The Value Line subscription is a gift of the Newport Library Foundation.

Friday, November 29, 2013

Pseudonym surprises

Historical fiction, with the history easily digested into a good story, is one of my favorite genres.  So when I grabbed Sara Donati’s “The Endless Forest” off the New Books shelf after work, all I knew about the book was the enticing cover. Much to my chagrin, when I got home, settled into my reading chair and opened it up, it was the sixth book in a series! Oh well, I read it anyway (it was a rewarding tale) then immediately tracked down the first book in the Bonner family saga, Into the Wilderness.

Reading all the books in the series found me engrossed in the ups and downs of the Bonners and their lives in upstate New York from 1790 to 1824. Wars, love, hate, sex, adventure, intrigue, pirates and fluid storytelling made me very happy I’d found Donati’s books. Then the series ended! And she hasn’t written other books.

But wait. She has, only they are published under her real name, Rosini Lippi. Sarah Donati is the pseudonym Lippi uses when writing historical fiction. Lippi is an academic linguist, editor, researcher and former university professor. All of which explains her delicious attention to linguistic and historical detail. She does dialects very well as evidenced by her Scots dialect in book 3 of her Bonner family series, Dawn on a Distant Shore. Finding this on her blog led me to her literary novel, Homestead, a saga of the villagers in the Austrian village of Rosenau. Told as interconnected stories of women living in the village over the course of decades, Lippi’s attention to detail and language found me lingering over the words and images they evoked. This, her first novel, was awarded the PEN/Hemingway award. Now I’m on to the rest of her backlist.

I highly recommend the “Wilderness Novels” for fans of Diana Gabaldon’s historical fiction.
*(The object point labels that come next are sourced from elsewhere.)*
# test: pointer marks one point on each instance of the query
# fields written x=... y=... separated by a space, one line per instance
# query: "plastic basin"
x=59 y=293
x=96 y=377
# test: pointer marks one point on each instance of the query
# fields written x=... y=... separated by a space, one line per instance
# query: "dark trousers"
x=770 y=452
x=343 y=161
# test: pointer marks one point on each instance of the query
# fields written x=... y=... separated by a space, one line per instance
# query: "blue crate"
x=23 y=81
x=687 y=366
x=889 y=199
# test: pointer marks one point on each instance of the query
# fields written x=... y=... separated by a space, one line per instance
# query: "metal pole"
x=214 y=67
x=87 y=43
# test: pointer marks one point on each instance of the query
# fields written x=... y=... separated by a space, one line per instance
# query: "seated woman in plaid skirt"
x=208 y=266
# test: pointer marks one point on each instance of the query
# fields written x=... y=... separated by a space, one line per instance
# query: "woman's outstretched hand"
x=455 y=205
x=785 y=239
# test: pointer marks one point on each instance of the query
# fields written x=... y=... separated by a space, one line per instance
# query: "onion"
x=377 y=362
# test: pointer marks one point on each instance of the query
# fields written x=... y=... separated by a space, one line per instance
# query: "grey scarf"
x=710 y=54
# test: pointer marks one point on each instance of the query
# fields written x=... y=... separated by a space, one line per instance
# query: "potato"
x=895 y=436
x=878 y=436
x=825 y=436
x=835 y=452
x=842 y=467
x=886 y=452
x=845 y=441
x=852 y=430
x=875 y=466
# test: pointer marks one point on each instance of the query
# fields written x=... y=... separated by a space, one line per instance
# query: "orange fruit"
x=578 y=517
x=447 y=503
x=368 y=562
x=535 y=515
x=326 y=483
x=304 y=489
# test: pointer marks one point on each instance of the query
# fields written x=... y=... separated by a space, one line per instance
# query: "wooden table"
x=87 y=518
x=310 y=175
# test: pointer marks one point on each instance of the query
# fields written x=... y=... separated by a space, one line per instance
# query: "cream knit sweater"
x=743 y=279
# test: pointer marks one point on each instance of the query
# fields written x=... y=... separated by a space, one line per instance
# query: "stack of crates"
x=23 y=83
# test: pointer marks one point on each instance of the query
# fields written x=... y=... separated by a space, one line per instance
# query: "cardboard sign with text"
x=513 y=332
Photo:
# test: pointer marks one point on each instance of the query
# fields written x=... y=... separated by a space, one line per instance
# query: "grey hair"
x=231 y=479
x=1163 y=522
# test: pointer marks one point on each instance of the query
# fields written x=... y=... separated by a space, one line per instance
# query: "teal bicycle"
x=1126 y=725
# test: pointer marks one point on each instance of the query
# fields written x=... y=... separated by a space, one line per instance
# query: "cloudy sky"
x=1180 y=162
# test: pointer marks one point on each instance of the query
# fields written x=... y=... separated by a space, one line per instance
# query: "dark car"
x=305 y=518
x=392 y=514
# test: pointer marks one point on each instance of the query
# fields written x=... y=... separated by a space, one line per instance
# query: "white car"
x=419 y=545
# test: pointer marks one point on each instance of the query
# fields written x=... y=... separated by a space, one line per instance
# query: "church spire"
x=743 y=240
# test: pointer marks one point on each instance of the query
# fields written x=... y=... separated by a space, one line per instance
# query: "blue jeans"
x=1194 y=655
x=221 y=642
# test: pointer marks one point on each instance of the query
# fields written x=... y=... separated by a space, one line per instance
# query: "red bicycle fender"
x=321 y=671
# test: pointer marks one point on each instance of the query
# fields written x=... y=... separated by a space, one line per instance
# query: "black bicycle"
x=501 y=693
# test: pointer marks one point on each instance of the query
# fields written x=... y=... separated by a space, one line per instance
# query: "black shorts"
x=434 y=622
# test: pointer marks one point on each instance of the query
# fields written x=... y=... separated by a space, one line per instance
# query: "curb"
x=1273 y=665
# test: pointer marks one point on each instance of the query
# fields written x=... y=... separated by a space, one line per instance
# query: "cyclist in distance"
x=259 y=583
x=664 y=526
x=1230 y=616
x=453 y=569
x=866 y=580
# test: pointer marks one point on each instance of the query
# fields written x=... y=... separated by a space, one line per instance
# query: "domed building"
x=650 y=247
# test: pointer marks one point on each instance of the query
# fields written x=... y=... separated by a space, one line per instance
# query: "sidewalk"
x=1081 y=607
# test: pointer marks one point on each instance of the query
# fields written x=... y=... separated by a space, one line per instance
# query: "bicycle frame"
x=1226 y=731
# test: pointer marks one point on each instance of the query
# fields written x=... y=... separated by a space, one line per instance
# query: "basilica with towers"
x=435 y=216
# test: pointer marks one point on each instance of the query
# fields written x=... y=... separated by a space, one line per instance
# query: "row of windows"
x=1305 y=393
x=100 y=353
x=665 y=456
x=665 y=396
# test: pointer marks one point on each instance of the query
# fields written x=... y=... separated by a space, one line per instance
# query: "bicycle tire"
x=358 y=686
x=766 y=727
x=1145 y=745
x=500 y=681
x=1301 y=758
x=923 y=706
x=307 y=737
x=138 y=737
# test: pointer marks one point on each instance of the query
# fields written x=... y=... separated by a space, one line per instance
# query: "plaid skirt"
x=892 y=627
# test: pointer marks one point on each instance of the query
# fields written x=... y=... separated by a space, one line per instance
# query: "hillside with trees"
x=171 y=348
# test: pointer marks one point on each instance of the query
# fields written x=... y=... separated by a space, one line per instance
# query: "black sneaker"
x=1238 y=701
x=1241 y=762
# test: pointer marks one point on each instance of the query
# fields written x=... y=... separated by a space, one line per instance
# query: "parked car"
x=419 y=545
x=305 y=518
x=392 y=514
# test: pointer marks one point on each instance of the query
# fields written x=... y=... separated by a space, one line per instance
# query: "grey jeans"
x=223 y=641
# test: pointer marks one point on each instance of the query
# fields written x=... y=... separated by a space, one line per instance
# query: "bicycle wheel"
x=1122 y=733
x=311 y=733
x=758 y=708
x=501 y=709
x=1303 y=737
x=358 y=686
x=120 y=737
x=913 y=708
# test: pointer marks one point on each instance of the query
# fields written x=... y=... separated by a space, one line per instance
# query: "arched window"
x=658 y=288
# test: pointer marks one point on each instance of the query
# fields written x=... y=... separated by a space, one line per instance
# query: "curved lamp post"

Wednesday, November 27, 2013

Awesome Old Newport Photos

From Oregon Digital
Did you know the Newport Library is on Pinterest? Well, we are! Along with putting together some great theme-based collections of books and movies that link straight to our catalog so you can reserve items with ease, we have also made a few non-bibliographic compilations that might be of interest to you, particularly Ye Olde Newport! It's filled with great photos from our little city's past. The pictures come from a variety of sources, including the University of Oregon Libraries and Oregon State Libraries' Oregon Digital and Salem Public Library's Oregon Historic Photograph Collections, both of which are fun sites to poke around on. So come check us out on Pinterest, follow us if you have a Pinterest account, and become one of the few Newportians who know that children used to pile on donkeys to explore the Bayfront.

From Oregon Digital

Monday, November 25, 2013

The Thirteenth Tale

The nights are getting long and cold, which makes it the perfect time of year to snuggle up with a blanket, a hot drink, and an engrossing story. I have an excellent cozy winter recommendation for you.

In The Thirteenth Tale by Diane Setterfield, quiet bookish Margaret Lea is hired by Vida Winter, the most famous novelist in England, to write her biography. But Winter has lied to everyone who has ever interviewed her - journalists by the dozens have been sent away with dazzling stories of her youth, only to find them to be complete fabrications. Margaret is not convinced that she will be any different. In fact, Margaret is not sure what Vida Winter is actually up to.

The tale the elderly author recounts seems too extraordinary to be true: two beautiful but strange twins, their equally lovely and possibly mad mother, their definitely mad and horrible uncle, their bewildered servants. And is there a murderer in the house as well?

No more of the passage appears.